Вся представленная здесь процедура ввода MLVA, от экстракции ДНК до эпизоотиологической оценки, может быть завершена за один рабочий день. Тем не менее, количество исследованных образцов находится в сублинейной связи со временем, необходимым для извлечения ДНК, ПЦР и CE, и поэтому метод является гораздо более эффективным временем при запуске нескольких образцов одновременно.

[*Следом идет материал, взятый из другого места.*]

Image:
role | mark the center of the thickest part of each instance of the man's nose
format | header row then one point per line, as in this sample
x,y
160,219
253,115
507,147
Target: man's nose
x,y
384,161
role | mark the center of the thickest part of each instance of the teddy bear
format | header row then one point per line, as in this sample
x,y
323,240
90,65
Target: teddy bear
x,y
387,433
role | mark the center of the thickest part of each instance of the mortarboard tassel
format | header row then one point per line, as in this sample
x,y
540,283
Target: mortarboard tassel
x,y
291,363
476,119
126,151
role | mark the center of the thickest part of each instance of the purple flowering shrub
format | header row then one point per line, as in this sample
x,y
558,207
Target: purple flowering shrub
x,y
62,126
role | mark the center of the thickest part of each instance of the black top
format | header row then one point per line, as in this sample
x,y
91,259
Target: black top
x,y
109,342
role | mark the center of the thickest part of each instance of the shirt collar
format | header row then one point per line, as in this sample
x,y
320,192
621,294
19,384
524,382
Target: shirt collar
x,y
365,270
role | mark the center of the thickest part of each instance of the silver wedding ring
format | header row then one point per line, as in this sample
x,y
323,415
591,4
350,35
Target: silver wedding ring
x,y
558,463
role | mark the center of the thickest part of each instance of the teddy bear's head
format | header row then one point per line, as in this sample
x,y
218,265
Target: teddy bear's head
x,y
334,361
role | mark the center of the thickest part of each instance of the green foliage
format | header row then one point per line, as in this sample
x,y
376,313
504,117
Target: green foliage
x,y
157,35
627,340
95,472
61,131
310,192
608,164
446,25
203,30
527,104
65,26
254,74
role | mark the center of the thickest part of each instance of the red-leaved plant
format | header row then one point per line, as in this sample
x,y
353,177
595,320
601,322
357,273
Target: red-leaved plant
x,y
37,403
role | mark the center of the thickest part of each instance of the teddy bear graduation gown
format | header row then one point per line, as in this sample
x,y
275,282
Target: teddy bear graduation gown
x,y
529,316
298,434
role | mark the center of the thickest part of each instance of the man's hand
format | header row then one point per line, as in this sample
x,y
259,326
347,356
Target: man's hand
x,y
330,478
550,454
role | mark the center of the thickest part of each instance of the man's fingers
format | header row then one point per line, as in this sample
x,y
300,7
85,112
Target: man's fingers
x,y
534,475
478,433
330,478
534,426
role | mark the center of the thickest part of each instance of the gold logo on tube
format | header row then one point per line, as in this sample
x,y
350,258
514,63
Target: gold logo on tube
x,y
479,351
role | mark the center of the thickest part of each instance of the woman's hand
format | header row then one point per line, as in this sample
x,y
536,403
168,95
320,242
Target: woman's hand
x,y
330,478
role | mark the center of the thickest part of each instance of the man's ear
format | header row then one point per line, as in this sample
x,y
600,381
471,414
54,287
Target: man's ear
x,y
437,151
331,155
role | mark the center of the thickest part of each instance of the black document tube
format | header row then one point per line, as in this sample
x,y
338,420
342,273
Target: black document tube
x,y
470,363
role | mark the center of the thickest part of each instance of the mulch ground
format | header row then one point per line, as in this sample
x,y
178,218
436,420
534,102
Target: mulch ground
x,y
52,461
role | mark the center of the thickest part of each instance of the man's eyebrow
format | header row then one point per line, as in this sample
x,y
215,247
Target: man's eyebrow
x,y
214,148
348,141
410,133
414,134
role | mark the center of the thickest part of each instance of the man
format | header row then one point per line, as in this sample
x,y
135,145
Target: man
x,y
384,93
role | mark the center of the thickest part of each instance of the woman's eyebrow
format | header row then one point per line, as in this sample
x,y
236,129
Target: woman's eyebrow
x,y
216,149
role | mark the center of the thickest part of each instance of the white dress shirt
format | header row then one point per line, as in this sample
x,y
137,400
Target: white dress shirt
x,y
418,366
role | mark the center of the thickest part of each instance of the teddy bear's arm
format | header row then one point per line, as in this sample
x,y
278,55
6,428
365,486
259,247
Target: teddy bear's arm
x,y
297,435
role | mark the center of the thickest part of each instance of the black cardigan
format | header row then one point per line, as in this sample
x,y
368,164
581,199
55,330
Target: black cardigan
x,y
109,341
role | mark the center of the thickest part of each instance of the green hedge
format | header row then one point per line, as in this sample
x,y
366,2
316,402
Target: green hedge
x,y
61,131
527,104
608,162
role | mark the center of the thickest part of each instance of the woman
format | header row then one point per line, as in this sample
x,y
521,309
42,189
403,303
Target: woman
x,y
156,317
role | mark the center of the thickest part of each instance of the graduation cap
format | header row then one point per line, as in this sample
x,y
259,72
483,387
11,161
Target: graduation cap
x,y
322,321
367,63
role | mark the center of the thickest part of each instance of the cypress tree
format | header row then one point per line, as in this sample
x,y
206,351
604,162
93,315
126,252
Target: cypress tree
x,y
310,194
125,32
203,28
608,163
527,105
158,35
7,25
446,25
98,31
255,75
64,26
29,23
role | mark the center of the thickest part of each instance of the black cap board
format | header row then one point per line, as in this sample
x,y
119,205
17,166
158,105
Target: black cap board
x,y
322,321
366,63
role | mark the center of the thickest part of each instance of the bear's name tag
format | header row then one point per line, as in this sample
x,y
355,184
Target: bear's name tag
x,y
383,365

Это, тем не менее, относится к большинству лабораторных методов, и в качестве инструмента для эпидемиологического субтипирования Y. ruckeri, сочетание высокого разрешения, простоты и портативности делает этот анализ MLVA выше ранее опубликованных протоколов4 ,5. Он также был использован для проверки ограниченной эпидемиологической значимости Y. ruckeri серотипирования14.
Благодаря комплексному исследованию популяции на основе MLVA с участием 484 Y. ruckeri изолятов, извлеченных из целого ряда пространственно-временное происхождение и места обитания (рыба-хозяин, окружающая среда и т.д.), наше понимание в отношении эпизоотиологии и населения структура этого важного патогена рыбы была существенно увеличена14. Типирование MLVA позволило отслеживать клонов, распространяемых антропогенно на протяжении десятилетий, предположительно путем транспортировки рыбы, а также идентификацию местных штаммов. Кроме того, в то время как некоторые клональные комплексы бактерии могут быть явно связаны с болезнями, в частности, с рыбой (радужная форель и атлантический лосось, соответственно), другие были восстановлены только из экологических источников и/или клинически незатронутых рыб Образцов. Таким образом, применимость метода не ограничивается лишь отслеживанием инфекции, поскольку она может также предоставлять информацию, имеющих потенциальную значимость, например для разработки вакцин, оценки рисков и поддержания национальной биобезопасности. В настоящее время он активно используется в Норвежском ветеринарном институте в качестве инструмента для исследования диагнозов Y. ruckeri в норвежской аквакультуре.